For this special issue of the WLN, we invite papers that consider the ways in which writing centers can emerge from the pandemic as more responsive, resilient, and innovative. We encourage a wide variety of submissions, especially those that go beyond mere program description to investigate one or more of the following questions:
How did the pandemic cause you to reach out to new populations of students and/or faculty stakeholders?
How did the pandemic disruption cause you to re-see the practice of tutoring?
How has your writing center adapted to meet the needs of student cohorts (e.g. first years) whose learning and/or well-being was most affected by the pandemic?
How did your writing center change its role within your institution?
How have you reimagined writing center space as a result of the pandemic?
What new technologies and new tutoring strategies have you brought from the disruption to your post-pandemic writing center?
How has an increase in online learning and online assignments affected your writing center?
How did you forge connections with other writing centers/writing center directors during the pandemic? What did those new collaborations yield?
What new tutor training practices did you develop as a result of having to switch to remote learning and online tutoring?
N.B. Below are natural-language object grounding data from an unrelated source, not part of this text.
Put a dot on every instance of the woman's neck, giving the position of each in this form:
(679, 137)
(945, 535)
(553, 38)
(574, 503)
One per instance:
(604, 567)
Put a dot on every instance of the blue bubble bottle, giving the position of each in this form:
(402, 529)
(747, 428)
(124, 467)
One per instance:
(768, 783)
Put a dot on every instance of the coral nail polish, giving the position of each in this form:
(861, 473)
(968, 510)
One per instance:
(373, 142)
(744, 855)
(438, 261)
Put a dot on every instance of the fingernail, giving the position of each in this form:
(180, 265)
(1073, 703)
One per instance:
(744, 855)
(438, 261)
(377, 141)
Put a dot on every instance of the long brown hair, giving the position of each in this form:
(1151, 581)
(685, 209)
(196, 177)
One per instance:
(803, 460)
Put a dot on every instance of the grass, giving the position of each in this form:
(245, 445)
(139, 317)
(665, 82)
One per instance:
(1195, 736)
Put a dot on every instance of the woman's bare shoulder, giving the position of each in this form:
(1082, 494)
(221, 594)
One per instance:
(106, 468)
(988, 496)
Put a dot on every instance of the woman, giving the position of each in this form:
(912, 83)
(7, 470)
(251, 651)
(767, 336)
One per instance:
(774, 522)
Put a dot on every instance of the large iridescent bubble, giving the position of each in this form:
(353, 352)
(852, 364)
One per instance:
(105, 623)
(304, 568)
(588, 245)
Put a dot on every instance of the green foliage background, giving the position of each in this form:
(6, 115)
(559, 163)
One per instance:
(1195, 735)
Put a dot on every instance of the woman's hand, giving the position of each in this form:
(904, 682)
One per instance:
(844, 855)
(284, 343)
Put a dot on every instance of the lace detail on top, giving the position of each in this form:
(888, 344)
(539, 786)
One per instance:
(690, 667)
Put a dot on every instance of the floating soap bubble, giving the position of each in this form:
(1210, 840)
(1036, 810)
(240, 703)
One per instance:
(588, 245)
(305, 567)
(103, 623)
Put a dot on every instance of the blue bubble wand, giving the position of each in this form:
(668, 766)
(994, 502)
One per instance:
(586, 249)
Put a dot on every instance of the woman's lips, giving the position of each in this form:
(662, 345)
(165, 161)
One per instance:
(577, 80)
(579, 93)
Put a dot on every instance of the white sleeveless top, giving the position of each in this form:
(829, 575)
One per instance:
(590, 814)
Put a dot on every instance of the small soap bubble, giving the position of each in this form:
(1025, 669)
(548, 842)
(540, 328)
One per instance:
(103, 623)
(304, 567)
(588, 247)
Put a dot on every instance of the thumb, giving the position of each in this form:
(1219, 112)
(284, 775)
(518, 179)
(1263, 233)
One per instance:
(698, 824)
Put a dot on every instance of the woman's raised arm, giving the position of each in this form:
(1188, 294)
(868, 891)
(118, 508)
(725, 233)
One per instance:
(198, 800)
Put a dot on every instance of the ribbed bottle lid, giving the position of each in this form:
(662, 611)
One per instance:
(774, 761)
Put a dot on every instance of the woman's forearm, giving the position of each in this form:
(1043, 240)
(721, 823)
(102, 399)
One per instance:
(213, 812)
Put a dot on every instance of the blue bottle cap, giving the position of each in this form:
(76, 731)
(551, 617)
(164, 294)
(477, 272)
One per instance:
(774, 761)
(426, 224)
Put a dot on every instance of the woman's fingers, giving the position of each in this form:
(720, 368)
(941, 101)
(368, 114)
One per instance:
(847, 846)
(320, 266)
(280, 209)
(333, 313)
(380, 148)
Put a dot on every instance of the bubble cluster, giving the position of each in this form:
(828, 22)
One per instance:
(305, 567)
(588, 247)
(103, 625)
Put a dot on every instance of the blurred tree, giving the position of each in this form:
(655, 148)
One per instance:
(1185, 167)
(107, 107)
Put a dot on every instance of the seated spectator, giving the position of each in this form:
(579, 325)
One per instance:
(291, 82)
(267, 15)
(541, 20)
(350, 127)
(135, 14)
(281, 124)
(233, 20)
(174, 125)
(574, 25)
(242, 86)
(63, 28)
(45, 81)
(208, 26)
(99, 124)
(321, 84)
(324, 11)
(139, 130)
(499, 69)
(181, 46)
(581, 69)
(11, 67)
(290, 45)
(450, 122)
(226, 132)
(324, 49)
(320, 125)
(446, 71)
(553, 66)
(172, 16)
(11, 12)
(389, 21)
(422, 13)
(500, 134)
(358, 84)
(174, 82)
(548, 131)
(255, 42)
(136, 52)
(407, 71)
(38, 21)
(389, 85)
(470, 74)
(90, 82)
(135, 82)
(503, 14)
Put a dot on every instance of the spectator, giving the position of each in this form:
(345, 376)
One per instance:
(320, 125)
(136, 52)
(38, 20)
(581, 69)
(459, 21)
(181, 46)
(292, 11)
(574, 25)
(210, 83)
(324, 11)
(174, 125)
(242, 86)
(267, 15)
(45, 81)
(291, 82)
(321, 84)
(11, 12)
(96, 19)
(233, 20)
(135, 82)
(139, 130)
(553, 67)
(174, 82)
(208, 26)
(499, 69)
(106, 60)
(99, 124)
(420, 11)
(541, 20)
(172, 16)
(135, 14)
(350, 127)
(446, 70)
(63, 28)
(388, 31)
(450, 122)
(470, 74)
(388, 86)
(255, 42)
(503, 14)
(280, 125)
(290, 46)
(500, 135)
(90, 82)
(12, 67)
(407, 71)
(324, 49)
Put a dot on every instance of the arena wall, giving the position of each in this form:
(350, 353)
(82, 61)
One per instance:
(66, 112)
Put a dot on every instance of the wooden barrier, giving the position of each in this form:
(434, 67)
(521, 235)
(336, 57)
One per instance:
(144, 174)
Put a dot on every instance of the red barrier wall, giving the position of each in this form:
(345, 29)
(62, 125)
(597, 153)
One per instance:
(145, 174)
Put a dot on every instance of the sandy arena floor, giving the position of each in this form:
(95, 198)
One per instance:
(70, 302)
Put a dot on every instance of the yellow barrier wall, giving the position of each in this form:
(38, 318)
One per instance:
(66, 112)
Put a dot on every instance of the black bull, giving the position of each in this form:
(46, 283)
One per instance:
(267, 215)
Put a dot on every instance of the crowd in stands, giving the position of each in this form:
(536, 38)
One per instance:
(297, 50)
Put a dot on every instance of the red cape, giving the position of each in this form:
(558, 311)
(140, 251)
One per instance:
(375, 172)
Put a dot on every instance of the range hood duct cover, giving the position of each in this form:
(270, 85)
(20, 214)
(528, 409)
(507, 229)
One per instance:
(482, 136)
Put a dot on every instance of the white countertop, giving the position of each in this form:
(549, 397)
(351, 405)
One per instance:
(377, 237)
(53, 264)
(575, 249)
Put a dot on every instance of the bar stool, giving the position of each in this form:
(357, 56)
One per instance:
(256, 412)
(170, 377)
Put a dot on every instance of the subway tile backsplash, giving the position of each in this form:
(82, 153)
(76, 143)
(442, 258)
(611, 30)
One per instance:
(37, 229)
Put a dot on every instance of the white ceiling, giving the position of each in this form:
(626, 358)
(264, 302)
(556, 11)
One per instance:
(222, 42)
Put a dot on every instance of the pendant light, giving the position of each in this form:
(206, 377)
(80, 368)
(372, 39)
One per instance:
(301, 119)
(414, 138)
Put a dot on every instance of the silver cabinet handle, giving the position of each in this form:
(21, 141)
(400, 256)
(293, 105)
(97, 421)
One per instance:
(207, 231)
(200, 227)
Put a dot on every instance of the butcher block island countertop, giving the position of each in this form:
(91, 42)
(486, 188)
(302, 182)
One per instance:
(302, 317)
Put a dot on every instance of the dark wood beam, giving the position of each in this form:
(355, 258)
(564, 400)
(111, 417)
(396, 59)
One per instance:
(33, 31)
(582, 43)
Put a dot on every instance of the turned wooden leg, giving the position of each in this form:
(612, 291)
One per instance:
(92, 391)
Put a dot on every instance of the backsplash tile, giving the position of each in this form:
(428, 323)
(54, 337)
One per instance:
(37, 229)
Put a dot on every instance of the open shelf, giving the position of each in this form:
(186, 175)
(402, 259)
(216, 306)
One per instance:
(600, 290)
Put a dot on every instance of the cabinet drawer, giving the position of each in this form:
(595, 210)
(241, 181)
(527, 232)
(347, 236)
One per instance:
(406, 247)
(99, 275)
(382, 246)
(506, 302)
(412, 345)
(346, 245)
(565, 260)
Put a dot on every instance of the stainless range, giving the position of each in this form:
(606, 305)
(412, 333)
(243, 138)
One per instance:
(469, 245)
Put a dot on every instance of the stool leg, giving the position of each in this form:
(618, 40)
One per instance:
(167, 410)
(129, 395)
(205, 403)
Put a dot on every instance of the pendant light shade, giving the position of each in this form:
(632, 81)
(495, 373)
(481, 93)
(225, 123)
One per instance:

What did you learn during the pandemic about building and sustaining community among tutors?
Schedule
Send article proposals (300-500 words) by April 1 to Noreen Lape at lapen@dickinson.edu<mailto:lapen@dickinson.edu> or John Katunich at katunicj@dickinson.edu<mailto:katunicj@dickinson.edu>. Please provide full contact information with your submission. In your proposal, clearly describe your focus, the theoretical and research base from which you will draw, and your plans for structuring a 3000-word article or a 1500-word essay for a Tutor’s Column (Works Cited and Notes included in the word count).
Invitations to submit full articles will be issued June 1.
Manuscripts for WLN<https://wlnjournal.org/> will be due December 1.
Noreen Lape is the Director of the Writing Program/Norman M. Eberly Multilingual Writing Center at Dickinson College and the author ofInternationalizing the Writing Center: A Guide to Developing a Multilingual Writing Center (Parlor Press, 2020).
John Katunich is the Associate Director of the Writing Program and Multilingual Writers Specialist at Dickinson College and the co-editor of TESOL and Sustainability: English Language Teaching in the Anthropocene (Bloomsbury, 2020).